Date of Award

5-2014

Document Type

Thesis

Degree Name

Master of Arts (MA)

College/School

College of Humanities and Social Sciences

Department/Program

English

Thesis Sponsor/Dissertation Chair/Project Chair

Melinda Knight

Committee Member

Emily Cheng

Committee Member

Laura Jones

Abstract

Published posthumously in 2004, Chilean writer Roberto Bolaño’s 2666 portrays a vast range of perspectives and locations. Divided into five distinct parts, the book traces the interconnected specters of violence across the wild sprawl of the 20th century and its futures. The largest part of the novel, “The Part About the Crimes,” represents a fictionalized account of the feminicide in Ciudad Juárez, Mexico, in which hundred of women were killed over the span of years without substantive explanation or legal conclusion. The women, both in reality and in 2666, are often workers at maquiladoras, giant industrial factories whose existence is predicated on a web of economic factors related to the global order of millennial late capitalism. Bolaño describes the bodies of these women as they are found, often mutilated and abandoned in the maquiladora’s dumps (furthering the assertion that the women are the physical bi—products of multinational corporations), objectively describing the possessions found on the victim. These descriptions pile into the hundreds in Bolaño’s book, defying narrative linearity, creating a sense of chaos. Just as the circumstances of the victims’ life and death are varied, so too are the possible perpetrators. The descriptions Bolaño provides are not clues that lead us towards a single point: the reader instead begins to understand that the perpetrators of these ideas are larger than a single person or entity—it is a broader ideology that in essence allows these patterns of violence to keep repeating. This thesis is an examination of this ideology as Bolaño delineates it in his novel (that includes social, economic, and cultural factors), not only in the section about the feminicide, but also in the text as a much larger whole. My hypothesis is therefore that the feminicide in Ciudad Juárez is enabled by cultural attitudes that are propagated and sustained by exploitative economics enabled by globalization.

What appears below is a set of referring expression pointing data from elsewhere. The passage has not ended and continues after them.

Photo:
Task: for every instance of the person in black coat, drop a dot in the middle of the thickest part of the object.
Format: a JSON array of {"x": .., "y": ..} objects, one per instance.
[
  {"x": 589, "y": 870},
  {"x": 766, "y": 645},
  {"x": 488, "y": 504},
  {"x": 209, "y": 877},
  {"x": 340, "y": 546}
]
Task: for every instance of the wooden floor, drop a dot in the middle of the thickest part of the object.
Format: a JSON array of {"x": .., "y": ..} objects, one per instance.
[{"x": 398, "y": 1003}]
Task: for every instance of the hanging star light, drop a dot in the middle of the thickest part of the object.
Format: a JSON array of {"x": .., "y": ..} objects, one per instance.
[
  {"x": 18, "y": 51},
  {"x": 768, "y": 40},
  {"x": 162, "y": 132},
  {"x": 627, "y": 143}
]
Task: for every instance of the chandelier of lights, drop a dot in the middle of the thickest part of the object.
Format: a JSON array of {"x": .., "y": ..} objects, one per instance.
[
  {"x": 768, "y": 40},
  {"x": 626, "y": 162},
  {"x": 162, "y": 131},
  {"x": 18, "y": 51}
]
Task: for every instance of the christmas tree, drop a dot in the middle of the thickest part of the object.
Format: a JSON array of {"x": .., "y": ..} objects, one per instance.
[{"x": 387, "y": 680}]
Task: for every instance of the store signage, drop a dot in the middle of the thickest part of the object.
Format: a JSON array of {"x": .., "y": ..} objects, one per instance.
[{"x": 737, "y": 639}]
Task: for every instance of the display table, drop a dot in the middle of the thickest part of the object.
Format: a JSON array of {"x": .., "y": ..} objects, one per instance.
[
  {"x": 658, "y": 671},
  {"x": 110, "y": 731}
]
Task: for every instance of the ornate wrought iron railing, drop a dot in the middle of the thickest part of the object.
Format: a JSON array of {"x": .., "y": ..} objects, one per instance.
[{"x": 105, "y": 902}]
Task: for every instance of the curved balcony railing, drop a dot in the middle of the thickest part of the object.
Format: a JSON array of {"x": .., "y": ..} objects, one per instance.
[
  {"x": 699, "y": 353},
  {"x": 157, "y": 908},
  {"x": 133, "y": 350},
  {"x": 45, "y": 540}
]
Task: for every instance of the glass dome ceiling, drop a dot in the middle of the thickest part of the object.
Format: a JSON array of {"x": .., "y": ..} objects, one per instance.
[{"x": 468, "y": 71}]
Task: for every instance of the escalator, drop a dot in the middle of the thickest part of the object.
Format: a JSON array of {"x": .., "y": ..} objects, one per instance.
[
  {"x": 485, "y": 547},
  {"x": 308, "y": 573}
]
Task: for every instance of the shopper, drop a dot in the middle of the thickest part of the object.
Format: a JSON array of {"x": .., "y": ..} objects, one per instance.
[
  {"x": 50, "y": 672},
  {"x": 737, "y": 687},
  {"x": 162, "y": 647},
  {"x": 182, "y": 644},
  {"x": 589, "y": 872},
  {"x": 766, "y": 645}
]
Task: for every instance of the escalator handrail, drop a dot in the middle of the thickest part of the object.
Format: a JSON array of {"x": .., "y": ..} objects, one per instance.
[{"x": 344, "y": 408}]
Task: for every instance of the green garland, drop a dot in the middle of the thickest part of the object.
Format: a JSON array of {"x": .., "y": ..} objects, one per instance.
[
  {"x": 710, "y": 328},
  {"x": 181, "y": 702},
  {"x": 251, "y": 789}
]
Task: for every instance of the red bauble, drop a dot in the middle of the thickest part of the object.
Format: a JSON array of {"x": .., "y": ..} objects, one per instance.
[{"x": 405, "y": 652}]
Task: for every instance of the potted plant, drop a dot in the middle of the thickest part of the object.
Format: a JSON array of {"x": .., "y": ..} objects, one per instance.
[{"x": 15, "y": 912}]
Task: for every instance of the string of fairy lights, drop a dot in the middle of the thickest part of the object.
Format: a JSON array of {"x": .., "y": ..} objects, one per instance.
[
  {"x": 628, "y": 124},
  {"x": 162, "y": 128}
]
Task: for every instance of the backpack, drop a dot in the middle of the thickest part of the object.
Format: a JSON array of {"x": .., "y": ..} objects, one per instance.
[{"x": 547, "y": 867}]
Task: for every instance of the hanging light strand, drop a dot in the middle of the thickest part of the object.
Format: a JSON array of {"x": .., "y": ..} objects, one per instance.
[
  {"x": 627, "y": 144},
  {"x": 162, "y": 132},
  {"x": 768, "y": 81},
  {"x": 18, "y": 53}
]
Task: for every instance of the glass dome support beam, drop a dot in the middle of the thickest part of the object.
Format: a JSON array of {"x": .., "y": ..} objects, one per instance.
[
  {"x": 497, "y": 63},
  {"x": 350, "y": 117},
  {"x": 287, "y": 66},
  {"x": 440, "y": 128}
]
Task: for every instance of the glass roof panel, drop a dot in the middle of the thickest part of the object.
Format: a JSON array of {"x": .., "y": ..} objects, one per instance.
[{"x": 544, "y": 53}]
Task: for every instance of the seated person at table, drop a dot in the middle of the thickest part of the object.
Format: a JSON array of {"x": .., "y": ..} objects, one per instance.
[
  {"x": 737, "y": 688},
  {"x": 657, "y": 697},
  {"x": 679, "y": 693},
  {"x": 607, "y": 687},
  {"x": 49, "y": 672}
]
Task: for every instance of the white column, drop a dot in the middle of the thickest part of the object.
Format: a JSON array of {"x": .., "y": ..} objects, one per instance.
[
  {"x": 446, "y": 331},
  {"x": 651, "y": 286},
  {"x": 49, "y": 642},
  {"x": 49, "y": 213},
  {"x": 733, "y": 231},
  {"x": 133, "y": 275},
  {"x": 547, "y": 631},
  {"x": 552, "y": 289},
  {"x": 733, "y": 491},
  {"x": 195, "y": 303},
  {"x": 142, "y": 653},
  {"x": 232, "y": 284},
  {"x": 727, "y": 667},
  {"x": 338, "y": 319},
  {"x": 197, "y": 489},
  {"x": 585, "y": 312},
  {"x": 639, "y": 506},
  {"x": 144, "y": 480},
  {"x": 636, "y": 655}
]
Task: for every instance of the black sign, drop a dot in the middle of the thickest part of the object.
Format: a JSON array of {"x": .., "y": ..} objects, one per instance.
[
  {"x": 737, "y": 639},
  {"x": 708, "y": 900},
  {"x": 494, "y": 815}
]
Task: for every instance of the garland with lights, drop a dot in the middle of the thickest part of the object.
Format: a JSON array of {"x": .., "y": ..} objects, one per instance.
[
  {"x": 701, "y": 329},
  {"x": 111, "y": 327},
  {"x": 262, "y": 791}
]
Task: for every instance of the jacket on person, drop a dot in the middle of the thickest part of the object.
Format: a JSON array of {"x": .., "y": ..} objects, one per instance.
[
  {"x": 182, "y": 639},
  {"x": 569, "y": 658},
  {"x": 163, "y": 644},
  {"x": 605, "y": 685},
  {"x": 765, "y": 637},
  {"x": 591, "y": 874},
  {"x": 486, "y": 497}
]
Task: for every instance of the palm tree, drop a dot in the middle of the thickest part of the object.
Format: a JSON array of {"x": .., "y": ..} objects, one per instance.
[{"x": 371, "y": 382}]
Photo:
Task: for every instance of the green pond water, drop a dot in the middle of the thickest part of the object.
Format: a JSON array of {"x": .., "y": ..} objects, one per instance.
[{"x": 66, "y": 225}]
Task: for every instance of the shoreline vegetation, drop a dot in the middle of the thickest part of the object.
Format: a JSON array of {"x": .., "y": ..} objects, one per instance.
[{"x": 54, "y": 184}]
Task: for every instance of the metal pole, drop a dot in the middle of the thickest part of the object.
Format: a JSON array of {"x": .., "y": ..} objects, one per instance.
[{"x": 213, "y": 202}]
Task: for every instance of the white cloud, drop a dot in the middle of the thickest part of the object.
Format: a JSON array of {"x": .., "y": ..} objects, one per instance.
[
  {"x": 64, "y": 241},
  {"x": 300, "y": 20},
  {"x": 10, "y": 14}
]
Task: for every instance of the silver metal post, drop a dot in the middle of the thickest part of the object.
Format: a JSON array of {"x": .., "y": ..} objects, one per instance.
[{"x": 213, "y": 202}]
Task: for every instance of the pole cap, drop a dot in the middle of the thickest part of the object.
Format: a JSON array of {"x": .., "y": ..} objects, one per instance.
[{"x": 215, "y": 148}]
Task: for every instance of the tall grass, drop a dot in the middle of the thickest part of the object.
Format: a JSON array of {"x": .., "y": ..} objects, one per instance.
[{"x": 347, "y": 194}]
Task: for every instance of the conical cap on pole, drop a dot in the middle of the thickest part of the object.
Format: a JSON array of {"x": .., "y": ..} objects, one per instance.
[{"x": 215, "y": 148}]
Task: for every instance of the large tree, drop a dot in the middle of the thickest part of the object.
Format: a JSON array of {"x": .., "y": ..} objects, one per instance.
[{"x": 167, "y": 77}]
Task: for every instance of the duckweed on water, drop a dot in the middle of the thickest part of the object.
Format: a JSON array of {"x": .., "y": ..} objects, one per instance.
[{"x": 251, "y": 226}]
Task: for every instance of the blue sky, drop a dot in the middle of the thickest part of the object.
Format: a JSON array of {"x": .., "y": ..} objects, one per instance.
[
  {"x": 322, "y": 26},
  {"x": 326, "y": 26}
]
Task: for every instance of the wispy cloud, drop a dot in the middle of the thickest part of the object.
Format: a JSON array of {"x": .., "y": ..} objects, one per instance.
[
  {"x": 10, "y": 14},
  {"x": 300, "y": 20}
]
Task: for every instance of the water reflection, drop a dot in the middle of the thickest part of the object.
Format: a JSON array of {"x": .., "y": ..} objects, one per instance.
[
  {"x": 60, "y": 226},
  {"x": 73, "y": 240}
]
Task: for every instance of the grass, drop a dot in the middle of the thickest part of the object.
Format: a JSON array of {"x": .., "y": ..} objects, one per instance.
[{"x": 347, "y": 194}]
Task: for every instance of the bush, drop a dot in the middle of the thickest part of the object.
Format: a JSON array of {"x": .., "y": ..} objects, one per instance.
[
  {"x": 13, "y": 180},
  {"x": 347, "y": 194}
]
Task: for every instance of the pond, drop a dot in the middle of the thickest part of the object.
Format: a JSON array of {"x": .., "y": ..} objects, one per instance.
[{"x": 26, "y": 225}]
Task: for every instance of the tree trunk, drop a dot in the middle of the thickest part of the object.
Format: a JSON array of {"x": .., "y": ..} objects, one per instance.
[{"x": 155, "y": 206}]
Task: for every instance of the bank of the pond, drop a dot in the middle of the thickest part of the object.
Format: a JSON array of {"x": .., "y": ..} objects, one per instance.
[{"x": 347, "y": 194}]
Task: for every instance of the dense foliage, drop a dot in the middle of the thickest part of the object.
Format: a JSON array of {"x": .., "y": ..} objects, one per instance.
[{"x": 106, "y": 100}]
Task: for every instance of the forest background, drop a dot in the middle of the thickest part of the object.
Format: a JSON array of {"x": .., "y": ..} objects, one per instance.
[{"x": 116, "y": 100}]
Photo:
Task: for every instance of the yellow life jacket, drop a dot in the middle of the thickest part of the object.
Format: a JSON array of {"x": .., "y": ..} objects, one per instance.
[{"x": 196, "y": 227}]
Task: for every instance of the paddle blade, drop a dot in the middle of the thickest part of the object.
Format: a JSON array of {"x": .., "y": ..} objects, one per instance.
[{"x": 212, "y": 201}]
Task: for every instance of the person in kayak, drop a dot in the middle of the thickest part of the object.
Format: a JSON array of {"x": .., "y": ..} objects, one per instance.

Necessary to this conversation too is an examination of how the media and popular culture reify and disseminate narratives about these systems of objectification and violence. As the scope of 2666 makes clear, the crimes in Ciudad Juárez are not an isolated phenomenon of the ways ideology and its relationship to economics and gender manifest themselves. I explore this issue specifically by looking at the 1995 murder of the pop star Selena and the troubling symbiosis between her subsequent cultural deification and the emergence of Latinas as a corporate demographic in America. Both the text and her death assert clear cultural narratives about the gendered violence in a specifically Latina context. The cultural remembrance of the singer after her death, characterized by Deborah Paredez as “Selenidad” (in her book of the same name), serves as a problematic intersection of the articulation of this ideology in a specific Latina context. Selena’s visibility and cultural significance simultaneously serve as empowering representations and as problematic reifications of narratives of violence and death in conjunction with Latina bodies, giving us a clearer picture of the ways this ideology operates in evening seemingly inane contexts.

Though the section about the deaths in Ciudad Juárez (the section is aptly titled “The Part About the Crimes”) is the largest section of 2666, the novel also touches on a circle of academics obsessed with a mysterious German writer, Mexican journalists and politicians, as well as World War II and the Holocaust. Each one of five sections is a different part of the same conversation about how globalized systems of power participate in the cycle of gendered exploitation the maquiladoras represent. This speaks urgently to the “so—what” of examining his text: what real—world implications can we learn by studying the ways these economies and modes of cultural production function? This is the true question at the heart of 2666. Its later discussion of the Holocaust too creates echoes we hear in Ciudad Juárez: how do dominant systems of cultural and economic power perpetrate death on such a horrific scale?